The car-sharing market in China is still very small. But this could change in the near future.

The current status quo of car-sharing in China
Even if China`s car market is yet not even close to being saturated and will further grow, there are changes in the customer`s perception of the car as a status symbol and an increasing willingness to consider alternative mobility solutions. A recent JD Power survey of consumer satisfaction states that about 19 percent of consumers in China are “very willing” and 51 percent are “slightly willing”, to consider alternative mobility solutions to owning a car, such as car-sharing (see Figure 3). According to JD Power, a similar survey in the US showed that 69 percent of people still want to own their vehicles.

Evolution

The very first player in the car-sharing game in China was CC Clubs (车纷享). The company was founded in 2010 and started to provide mobility services with a small fleet for the Alibaba business campus.

In the following years, the growth of the car-sharing market in China was only slow with a total fleet size of less than 1,000 by 2013. This changed from 2015, when car-sharing in China started to develop. Beginning of 2017, the total fleet size reached 30,000 vehicles, located mainly in Tier 1 and 2 cities. By 2018, there were more than 40 car-sharing operators with more than 40,000 vehicles in China, mainly in Tier 1 and 2 cities. More than 90 percent of them are Chinese players, which are often more likely to get governmental support such as subsidies or license plate acquisition. Currently only Daimler and BMW as international brands have car-sharing fleets in operation. Daimler started its free-floating car-sharing in 2015 in Chongqing. BMW started end of 2017 in a cooperation with EVCARD as “ReachNow Powered By EvCard” in Chengdu, using EVCARD`s shared mobility app, operating 100 BMWi3 at 25 stations, located mainly around premium residential and commercial areas. Other international brands such as GM, Volkswagen and Renault-Nissan-Mitsubishi, are keen on entering the Chinese car-sharing market, which is being expected to reach EUR 1.26bn by 2020. Figure 4 provides an overview of car-sharing operators in China in 2017.

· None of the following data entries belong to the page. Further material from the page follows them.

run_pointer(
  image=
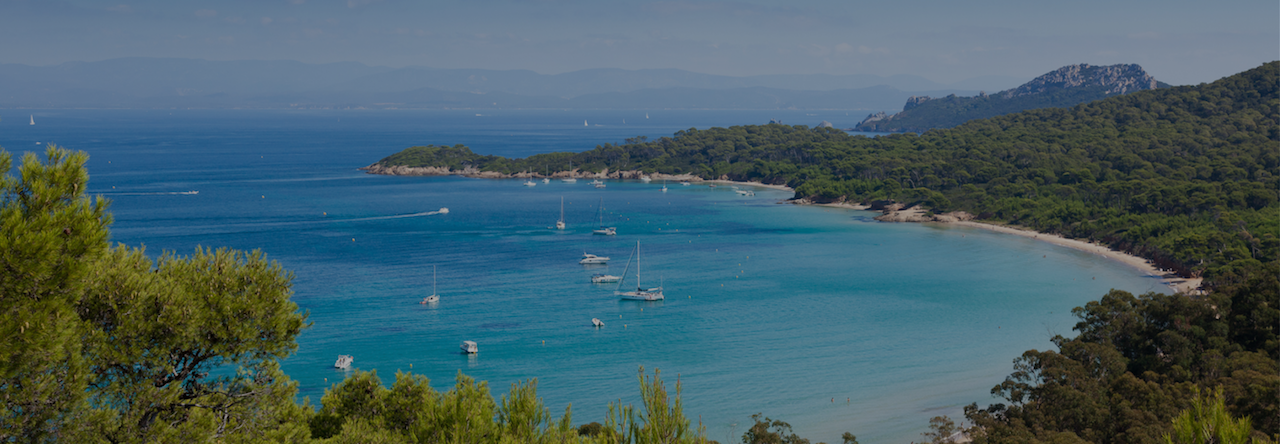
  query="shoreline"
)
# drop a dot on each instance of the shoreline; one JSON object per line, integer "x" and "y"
{"x": 1178, "y": 284}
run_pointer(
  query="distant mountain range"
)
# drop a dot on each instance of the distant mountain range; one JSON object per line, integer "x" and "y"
{"x": 1066, "y": 86}
{"x": 145, "y": 82}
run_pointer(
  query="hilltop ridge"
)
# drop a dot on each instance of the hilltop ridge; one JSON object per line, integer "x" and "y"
{"x": 1066, "y": 86}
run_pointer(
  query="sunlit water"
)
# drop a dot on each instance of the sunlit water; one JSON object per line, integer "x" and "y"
{"x": 821, "y": 317}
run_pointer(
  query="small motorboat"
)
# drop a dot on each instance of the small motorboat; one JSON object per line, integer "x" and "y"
{"x": 599, "y": 278}
{"x": 592, "y": 259}
{"x": 343, "y": 361}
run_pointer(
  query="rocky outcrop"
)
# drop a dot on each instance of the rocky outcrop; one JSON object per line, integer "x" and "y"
{"x": 1065, "y": 86}
{"x": 1115, "y": 79}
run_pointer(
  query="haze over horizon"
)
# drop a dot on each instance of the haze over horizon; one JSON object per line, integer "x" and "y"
{"x": 1182, "y": 42}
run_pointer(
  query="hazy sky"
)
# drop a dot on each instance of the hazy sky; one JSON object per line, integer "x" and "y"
{"x": 1176, "y": 41}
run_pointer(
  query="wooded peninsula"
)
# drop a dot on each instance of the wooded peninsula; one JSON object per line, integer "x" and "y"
{"x": 106, "y": 344}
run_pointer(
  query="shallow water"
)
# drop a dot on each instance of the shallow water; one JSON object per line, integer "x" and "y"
{"x": 822, "y": 317}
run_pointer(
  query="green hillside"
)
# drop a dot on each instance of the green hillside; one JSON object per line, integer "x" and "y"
{"x": 1187, "y": 177}
{"x": 1063, "y": 87}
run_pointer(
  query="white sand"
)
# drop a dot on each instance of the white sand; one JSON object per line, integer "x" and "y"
{"x": 1173, "y": 280}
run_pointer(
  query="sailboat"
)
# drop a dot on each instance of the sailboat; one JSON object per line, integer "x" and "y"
{"x": 560, "y": 224}
{"x": 343, "y": 361}
{"x": 604, "y": 230}
{"x": 640, "y": 293}
{"x": 570, "y": 178}
{"x": 434, "y": 297}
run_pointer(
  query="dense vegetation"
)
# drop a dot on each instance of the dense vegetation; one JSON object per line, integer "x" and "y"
{"x": 952, "y": 110}
{"x": 1187, "y": 177}
{"x": 104, "y": 344}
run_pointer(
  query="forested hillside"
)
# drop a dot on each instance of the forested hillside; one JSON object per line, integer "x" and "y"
{"x": 1063, "y": 87}
{"x": 1187, "y": 177}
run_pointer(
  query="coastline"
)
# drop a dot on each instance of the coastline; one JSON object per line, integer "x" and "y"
{"x": 896, "y": 214}
{"x": 892, "y": 213}
{"x": 1176, "y": 283}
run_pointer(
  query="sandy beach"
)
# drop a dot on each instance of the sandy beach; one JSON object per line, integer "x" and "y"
{"x": 917, "y": 214}
{"x": 1174, "y": 282}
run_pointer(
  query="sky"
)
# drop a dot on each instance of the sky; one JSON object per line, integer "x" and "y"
{"x": 1176, "y": 41}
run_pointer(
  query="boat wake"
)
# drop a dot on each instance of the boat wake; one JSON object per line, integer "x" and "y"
{"x": 400, "y": 215}
{"x": 155, "y": 193}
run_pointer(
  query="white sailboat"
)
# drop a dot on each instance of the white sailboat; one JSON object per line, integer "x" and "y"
{"x": 599, "y": 278}
{"x": 640, "y": 293}
{"x": 604, "y": 230}
{"x": 560, "y": 224}
{"x": 343, "y": 361}
{"x": 434, "y": 296}
{"x": 470, "y": 347}
{"x": 588, "y": 259}
{"x": 570, "y": 178}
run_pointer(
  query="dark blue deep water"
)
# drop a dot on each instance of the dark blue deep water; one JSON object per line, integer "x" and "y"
{"x": 821, "y": 317}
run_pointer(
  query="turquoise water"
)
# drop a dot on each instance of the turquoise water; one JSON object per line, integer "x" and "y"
{"x": 777, "y": 309}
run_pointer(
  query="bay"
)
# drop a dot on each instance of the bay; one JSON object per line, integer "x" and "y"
{"x": 817, "y": 316}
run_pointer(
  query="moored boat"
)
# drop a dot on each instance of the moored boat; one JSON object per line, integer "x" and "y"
{"x": 588, "y": 259}
{"x": 640, "y": 293}
{"x": 343, "y": 361}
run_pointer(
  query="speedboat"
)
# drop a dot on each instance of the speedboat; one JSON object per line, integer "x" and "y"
{"x": 592, "y": 259}
{"x": 343, "y": 361}
{"x": 604, "y": 278}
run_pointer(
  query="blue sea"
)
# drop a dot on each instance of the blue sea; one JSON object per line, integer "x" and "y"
{"x": 821, "y": 317}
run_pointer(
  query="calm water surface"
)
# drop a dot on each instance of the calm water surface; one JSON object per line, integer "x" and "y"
{"x": 822, "y": 317}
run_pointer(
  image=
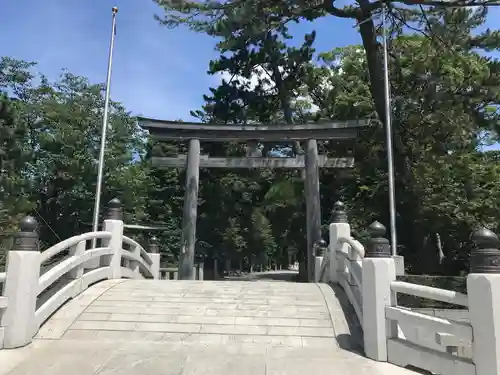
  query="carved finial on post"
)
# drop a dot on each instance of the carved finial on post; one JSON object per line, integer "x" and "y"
{"x": 320, "y": 248}
{"x": 339, "y": 214}
{"x": 485, "y": 257}
{"x": 154, "y": 248}
{"x": 27, "y": 238}
{"x": 378, "y": 246}
{"x": 114, "y": 209}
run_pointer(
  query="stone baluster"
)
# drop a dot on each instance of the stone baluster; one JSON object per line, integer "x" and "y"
{"x": 378, "y": 273}
{"x": 154, "y": 254}
{"x": 338, "y": 228}
{"x": 320, "y": 250}
{"x": 21, "y": 286}
{"x": 483, "y": 289}
{"x": 114, "y": 224}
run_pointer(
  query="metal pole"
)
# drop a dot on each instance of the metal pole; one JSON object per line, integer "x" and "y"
{"x": 388, "y": 134}
{"x": 95, "y": 222}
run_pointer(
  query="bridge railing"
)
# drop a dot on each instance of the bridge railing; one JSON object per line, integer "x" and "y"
{"x": 37, "y": 283}
{"x": 405, "y": 337}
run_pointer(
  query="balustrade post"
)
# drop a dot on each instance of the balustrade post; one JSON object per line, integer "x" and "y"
{"x": 338, "y": 228}
{"x": 114, "y": 224}
{"x": 483, "y": 290}
{"x": 78, "y": 249}
{"x": 378, "y": 273}
{"x": 199, "y": 258}
{"x": 21, "y": 286}
{"x": 320, "y": 251}
{"x": 154, "y": 254}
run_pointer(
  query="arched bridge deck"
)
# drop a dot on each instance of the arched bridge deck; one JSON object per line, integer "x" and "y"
{"x": 195, "y": 327}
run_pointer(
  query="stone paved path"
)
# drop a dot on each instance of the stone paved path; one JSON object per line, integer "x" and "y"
{"x": 190, "y": 328}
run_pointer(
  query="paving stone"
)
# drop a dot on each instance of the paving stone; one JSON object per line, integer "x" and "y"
{"x": 193, "y": 327}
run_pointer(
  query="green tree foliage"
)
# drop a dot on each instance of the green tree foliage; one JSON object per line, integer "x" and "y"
{"x": 445, "y": 100}
{"x": 444, "y": 106}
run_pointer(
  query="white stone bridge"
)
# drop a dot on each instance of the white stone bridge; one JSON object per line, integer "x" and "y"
{"x": 106, "y": 310}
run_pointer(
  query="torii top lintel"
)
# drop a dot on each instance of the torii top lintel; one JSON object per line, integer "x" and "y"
{"x": 176, "y": 130}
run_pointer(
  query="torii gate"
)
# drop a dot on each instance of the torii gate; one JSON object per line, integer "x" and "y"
{"x": 164, "y": 130}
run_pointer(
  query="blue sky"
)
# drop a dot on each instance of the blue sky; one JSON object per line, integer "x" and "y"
{"x": 157, "y": 72}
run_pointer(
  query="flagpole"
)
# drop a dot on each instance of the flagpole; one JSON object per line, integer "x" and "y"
{"x": 95, "y": 222}
{"x": 388, "y": 134}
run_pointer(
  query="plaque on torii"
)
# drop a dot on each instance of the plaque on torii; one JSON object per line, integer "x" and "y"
{"x": 164, "y": 130}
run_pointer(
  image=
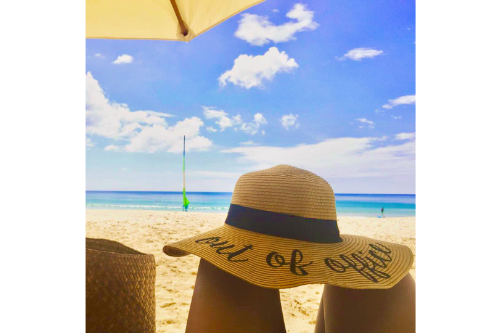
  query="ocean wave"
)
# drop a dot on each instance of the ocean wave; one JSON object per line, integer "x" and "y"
{"x": 121, "y": 206}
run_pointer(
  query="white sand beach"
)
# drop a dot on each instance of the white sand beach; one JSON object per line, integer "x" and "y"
{"x": 149, "y": 231}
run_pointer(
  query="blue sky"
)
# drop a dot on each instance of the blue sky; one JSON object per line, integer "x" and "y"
{"x": 329, "y": 86}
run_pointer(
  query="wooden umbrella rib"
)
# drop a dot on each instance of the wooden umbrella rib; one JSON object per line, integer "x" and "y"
{"x": 179, "y": 17}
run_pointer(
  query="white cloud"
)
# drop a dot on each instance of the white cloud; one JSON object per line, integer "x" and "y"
{"x": 290, "y": 121}
{"x": 250, "y": 71}
{"x": 252, "y": 128}
{"x": 224, "y": 120}
{"x": 248, "y": 143}
{"x": 404, "y": 100}
{"x": 123, "y": 59}
{"x": 139, "y": 131}
{"x": 369, "y": 123}
{"x": 338, "y": 158}
{"x": 159, "y": 138}
{"x": 361, "y": 53}
{"x": 112, "y": 148}
{"x": 258, "y": 30}
{"x": 406, "y": 136}
{"x": 88, "y": 143}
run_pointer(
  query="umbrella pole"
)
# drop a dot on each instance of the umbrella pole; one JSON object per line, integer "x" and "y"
{"x": 179, "y": 18}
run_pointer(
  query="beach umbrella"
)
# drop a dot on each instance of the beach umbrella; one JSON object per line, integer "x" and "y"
{"x": 180, "y": 20}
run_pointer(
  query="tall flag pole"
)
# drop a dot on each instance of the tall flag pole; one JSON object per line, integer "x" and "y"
{"x": 186, "y": 202}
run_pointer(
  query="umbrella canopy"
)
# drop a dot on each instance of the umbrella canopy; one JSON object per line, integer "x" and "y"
{"x": 180, "y": 20}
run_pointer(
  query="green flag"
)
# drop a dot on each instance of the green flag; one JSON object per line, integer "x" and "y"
{"x": 186, "y": 202}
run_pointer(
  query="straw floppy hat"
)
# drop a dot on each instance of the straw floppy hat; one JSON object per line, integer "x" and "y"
{"x": 281, "y": 232}
{"x": 119, "y": 288}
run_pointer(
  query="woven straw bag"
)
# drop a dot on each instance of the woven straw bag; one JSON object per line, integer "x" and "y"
{"x": 119, "y": 288}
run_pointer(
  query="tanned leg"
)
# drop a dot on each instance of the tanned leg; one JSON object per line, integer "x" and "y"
{"x": 320, "y": 320}
{"x": 370, "y": 311}
{"x": 224, "y": 303}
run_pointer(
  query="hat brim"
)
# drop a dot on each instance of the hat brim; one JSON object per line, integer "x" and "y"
{"x": 273, "y": 262}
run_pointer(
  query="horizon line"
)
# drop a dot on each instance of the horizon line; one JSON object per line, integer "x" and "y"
{"x": 336, "y": 193}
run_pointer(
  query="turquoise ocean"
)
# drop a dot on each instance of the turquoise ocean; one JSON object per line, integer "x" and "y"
{"x": 347, "y": 204}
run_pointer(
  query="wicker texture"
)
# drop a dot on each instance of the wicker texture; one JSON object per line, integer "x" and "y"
{"x": 287, "y": 190}
{"x": 119, "y": 288}
{"x": 276, "y": 262}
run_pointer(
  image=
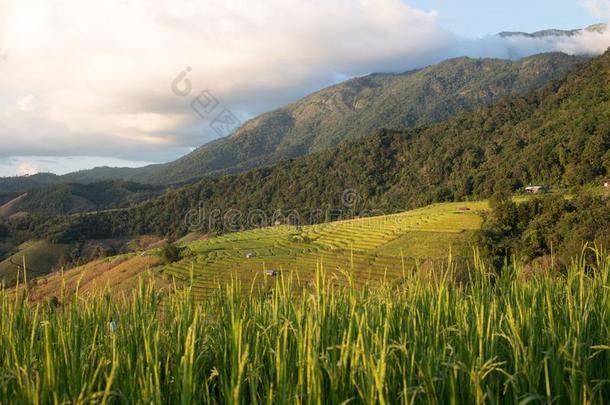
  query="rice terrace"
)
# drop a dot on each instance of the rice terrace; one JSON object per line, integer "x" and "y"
{"x": 297, "y": 202}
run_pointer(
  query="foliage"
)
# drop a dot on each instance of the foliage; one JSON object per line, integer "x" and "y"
{"x": 544, "y": 226}
{"x": 170, "y": 253}
{"x": 521, "y": 140}
{"x": 423, "y": 340}
{"x": 357, "y": 107}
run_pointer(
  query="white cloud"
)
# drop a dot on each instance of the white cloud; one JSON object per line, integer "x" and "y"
{"x": 94, "y": 78}
{"x": 598, "y": 8}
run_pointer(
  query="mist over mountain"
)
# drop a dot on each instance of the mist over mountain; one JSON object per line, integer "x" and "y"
{"x": 348, "y": 111}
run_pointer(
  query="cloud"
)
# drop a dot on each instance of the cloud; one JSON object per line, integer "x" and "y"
{"x": 96, "y": 78}
{"x": 598, "y": 8}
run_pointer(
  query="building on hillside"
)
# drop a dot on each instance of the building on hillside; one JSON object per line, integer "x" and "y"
{"x": 535, "y": 189}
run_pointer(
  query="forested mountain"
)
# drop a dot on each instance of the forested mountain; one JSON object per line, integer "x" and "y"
{"x": 346, "y": 111}
{"x": 559, "y": 136}
{"x": 357, "y": 107}
{"x": 554, "y": 32}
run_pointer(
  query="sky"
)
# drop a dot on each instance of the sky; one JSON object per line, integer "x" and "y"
{"x": 131, "y": 82}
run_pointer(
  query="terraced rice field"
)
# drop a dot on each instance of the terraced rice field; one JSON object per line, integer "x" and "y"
{"x": 369, "y": 249}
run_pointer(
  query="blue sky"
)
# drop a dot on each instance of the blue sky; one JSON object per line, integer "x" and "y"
{"x": 85, "y": 84}
{"x": 475, "y": 18}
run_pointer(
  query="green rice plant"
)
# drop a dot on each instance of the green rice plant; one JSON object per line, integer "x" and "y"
{"x": 424, "y": 337}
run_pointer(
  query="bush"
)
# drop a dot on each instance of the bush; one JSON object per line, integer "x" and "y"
{"x": 170, "y": 253}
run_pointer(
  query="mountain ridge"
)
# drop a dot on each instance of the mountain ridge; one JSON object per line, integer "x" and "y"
{"x": 345, "y": 111}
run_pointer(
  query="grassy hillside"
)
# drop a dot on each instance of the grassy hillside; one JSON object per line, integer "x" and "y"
{"x": 559, "y": 136}
{"x": 41, "y": 257}
{"x": 121, "y": 274}
{"x": 369, "y": 249}
{"x": 430, "y": 338}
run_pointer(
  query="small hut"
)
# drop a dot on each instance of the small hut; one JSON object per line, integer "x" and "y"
{"x": 534, "y": 189}
{"x": 272, "y": 273}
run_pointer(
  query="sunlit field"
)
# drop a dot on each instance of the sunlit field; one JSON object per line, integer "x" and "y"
{"x": 371, "y": 250}
{"x": 443, "y": 336}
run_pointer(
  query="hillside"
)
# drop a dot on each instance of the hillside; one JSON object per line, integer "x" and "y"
{"x": 65, "y": 199}
{"x": 554, "y": 32}
{"x": 41, "y": 257}
{"x": 346, "y": 111}
{"x": 558, "y": 136}
{"x": 357, "y": 107}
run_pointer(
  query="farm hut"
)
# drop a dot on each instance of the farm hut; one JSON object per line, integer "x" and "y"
{"x": 534, "y": 189}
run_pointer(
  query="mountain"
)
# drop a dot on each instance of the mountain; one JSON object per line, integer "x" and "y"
{"x": 66, "y": 199}
{"x": 558, "y": 136}
{"x": 553, "y": 32}
{"x": 346, "y": 111}
{"x": 13, "y": 185}
{"x": 357, "y": 107}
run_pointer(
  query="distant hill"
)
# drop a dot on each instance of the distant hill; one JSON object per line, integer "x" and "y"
{"x": 41, "y": 258}
{"x": 554, "y": 32}
{"x": 65, "y": 199}
{"x": 355, "y": 108}
{"x": 20, "y": 184}
{"x": 558, "y": 136}
{"x": 347, "y": 111}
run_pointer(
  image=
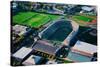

Reasons for the growing role of car-sharing in China


The growth of car-sharing in China is mainly driven by governmental support measures such as guiding and promotion frameworks and subsidy policies and the demands of customers for alternative mobility solutions: Strong government support, Citizens needs, Limited availability of license plates, Driving restrictions, High costs of owning a car, Limited taxi availability

Current challenges for car-sharing market in China


The car-sharing operators in China are under immense pressure, facing strong government requirements, high initial and after sales costs and external costs such as user misbehavior. Additionally in many Chinese cities, the mobility service environment is highly competitive, making it difficult for operators to compete with ride-hailing, taxi services or even bike-sharing. Major challenges for the car-sharing market in China are: High requirements of customers, Little patience for non-availability, Ease of access to shared, Limited availability of parking spaces also for shared vehicles, Need for high service-levels and seamless booking solutions


Competition and pricing pressure


In China, transportation services are relatively cheap. The availability of alternative affordable and convenient mobility solutions (e.g. bike-sharing, ride hailing) results in a high pricing pressure, particularly on short distances, as can be seen in the following figure. In order to win over customers, some car-sharing operators, have started to offer services cheaper than bike-sharing. In Shenzhen, for example, GoFun, a car-sharing platform backed by state-owned Shouqi Group, has put 300 new energy vehicles (NEVs) into service. The rental cost for the cars is EUR 0.13 per kilometre plus EUR 0.01 per minute. On the 3km distance this would be a total of EUR 0.48 and on the 20 km distance a total of EUR 2.96. New customers can even get special deal of EUR 0.13 for three hours of driving. This pricing policy aims on attracting new users and gaining a certain market share.